# line boring cam journal?



## Hobbystock (Sep 12, 2008)

Hello, I am rebuilding an rb26 that spun an oil pump. It sceased the exhaust cam journal. Other than that, it's in great condition. Can I line bore the head and just use it, or do i need to go shopping for a new one? Do they make a bearing that can be fitted in a cam tunnel?


----------



## WvdB (Aug 26, 2008)

Well, it depends on the damage that has been done. You can line bore it without any problem, but you need a good machinist!, line bore every cap individually. If the machinist can do it properly, you won't need any bearings. If says he needs to do it, better stay off from a bearing and the machinist , because that's not really the right way how to do it. But as i already said, it depends on the damage that has been done, we're talking about a few hundreds.

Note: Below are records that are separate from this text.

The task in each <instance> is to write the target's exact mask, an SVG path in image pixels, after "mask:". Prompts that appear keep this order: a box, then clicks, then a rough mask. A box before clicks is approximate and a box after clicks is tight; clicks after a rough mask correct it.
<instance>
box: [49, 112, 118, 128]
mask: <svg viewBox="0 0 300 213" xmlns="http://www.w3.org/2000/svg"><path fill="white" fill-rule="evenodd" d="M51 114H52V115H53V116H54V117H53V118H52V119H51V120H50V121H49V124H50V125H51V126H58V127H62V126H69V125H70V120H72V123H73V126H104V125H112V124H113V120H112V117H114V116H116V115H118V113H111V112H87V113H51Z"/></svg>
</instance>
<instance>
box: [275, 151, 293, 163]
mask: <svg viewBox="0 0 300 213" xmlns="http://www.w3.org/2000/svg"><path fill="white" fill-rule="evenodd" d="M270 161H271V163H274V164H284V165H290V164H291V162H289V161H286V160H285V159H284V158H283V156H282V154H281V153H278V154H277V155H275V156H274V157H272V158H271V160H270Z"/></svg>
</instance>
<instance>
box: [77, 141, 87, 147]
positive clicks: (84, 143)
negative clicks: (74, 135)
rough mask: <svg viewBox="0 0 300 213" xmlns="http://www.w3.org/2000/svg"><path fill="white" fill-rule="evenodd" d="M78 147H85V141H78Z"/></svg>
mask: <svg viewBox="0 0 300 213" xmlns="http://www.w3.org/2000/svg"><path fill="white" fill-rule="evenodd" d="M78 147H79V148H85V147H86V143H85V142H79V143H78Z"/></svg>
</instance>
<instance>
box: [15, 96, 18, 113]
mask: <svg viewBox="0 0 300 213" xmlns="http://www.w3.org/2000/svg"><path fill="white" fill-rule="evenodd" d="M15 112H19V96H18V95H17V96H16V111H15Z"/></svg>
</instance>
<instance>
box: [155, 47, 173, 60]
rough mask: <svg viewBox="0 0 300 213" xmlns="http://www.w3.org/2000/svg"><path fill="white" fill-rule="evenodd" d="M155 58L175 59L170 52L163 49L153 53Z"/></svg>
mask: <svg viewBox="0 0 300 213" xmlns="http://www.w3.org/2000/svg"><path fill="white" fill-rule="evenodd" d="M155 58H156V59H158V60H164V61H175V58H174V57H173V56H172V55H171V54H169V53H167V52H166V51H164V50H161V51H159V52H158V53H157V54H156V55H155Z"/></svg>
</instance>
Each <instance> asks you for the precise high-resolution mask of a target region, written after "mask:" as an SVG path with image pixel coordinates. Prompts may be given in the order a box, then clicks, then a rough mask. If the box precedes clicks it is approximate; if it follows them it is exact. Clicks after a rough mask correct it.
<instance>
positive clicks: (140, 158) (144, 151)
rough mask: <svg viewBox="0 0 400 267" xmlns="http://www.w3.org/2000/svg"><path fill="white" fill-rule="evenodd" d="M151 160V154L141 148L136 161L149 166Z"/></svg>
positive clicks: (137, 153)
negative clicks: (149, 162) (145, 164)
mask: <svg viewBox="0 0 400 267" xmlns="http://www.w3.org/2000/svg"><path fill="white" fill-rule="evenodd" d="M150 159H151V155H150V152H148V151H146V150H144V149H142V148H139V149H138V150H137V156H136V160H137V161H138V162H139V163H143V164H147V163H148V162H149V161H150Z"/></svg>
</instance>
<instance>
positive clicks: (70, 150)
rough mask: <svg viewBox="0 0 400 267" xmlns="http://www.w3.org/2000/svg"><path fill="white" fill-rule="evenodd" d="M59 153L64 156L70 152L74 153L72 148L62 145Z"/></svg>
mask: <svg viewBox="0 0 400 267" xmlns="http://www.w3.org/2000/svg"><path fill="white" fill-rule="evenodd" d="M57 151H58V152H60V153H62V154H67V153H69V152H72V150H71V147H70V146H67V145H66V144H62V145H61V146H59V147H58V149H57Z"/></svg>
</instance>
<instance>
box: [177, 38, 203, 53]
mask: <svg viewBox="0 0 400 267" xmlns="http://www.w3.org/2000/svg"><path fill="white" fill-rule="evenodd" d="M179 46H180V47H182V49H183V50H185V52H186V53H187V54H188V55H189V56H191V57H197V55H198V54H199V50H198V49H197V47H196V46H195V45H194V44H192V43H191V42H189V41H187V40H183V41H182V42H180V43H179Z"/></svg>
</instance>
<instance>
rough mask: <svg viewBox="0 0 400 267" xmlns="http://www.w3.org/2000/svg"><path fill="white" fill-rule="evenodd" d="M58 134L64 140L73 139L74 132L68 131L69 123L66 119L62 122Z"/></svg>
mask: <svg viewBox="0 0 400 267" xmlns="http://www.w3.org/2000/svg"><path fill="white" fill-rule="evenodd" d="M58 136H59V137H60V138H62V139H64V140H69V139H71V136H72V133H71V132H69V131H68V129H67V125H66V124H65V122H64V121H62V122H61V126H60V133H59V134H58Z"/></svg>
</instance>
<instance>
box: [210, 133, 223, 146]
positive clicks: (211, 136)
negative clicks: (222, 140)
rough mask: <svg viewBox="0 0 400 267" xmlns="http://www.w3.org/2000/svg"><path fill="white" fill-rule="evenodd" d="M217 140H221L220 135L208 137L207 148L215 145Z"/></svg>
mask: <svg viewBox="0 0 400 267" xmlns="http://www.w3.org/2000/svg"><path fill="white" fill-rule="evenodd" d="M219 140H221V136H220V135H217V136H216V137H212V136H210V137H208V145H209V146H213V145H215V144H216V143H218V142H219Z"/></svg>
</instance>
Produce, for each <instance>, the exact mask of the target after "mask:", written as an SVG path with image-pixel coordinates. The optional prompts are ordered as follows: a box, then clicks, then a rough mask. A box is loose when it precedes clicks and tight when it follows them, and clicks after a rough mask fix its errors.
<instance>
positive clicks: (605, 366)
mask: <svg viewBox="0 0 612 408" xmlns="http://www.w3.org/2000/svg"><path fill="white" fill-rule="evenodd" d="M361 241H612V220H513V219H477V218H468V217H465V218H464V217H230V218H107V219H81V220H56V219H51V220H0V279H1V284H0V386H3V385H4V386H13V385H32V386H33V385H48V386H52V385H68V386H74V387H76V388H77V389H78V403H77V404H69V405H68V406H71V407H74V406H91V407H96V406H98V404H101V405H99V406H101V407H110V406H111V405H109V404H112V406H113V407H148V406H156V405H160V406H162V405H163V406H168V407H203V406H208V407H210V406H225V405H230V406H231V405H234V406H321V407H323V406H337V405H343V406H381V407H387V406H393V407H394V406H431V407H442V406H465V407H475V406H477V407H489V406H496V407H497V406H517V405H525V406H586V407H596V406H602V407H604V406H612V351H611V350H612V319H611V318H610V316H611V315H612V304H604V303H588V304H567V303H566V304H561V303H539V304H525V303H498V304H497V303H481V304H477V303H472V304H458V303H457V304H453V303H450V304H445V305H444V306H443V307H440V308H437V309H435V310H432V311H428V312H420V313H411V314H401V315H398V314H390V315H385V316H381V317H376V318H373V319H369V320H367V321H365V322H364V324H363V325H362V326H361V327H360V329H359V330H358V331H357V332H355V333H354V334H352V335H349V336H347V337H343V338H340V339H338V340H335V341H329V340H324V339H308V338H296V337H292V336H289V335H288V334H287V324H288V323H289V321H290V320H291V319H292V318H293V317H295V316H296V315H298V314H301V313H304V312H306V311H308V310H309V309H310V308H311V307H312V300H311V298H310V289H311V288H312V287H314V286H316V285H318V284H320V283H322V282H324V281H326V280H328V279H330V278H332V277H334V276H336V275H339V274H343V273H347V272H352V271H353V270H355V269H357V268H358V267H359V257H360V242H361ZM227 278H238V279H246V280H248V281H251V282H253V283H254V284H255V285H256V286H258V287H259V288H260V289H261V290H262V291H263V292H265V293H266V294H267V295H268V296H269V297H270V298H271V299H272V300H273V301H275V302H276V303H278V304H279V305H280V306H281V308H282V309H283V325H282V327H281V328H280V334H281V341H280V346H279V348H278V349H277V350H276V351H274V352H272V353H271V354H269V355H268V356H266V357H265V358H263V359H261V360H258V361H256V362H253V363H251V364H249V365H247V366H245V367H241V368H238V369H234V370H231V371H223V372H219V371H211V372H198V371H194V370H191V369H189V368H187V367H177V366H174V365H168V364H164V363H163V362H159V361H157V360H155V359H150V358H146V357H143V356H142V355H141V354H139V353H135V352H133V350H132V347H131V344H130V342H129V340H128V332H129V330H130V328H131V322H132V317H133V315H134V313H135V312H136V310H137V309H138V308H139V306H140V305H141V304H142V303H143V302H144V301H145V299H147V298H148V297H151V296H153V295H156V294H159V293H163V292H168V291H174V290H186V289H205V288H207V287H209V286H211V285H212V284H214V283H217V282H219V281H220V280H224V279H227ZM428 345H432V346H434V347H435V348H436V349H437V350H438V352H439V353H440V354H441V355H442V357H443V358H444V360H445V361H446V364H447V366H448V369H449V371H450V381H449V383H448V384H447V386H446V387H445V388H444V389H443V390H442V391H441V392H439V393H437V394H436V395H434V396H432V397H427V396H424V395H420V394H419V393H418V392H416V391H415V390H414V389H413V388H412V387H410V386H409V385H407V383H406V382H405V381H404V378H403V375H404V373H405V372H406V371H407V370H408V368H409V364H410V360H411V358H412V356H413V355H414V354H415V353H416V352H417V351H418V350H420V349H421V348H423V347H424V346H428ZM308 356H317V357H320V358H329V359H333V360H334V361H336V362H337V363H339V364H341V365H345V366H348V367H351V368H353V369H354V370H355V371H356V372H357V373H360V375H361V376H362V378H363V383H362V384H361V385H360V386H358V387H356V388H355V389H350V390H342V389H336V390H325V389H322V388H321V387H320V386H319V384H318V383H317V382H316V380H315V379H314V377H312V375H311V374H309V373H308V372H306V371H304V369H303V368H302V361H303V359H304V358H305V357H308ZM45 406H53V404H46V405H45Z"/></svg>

I'd recommend a new head instead of using a damaged one.


----------



## Stachi (Jan 26, 2008)

Never heard of a bearing for that. New Heads aren't that expensive from Nissan. You could get a good used Head for the money you would be spending on the old screwed one.

Marc


----------



## R32 Combat (Jan 29, 2004)

I inline bored my cam journals without any issues. Cost £150.


----------



## Stachi (Jan 26, 2008)

Thats quite cheap, how much did they took out?

@WvdB
How can you call boring each individual cap "line boring"? 

Marc


----------



## WvdB (Aug 26, 2008)

@ Marc; Haha, yeah you're right. I was not very clear in that part :chairshot. I wanted to make clear that each cap will be bored, so not only the damaged one!

So as Stachi said, better buy a new one instead putting the money in fixing the old one.


----------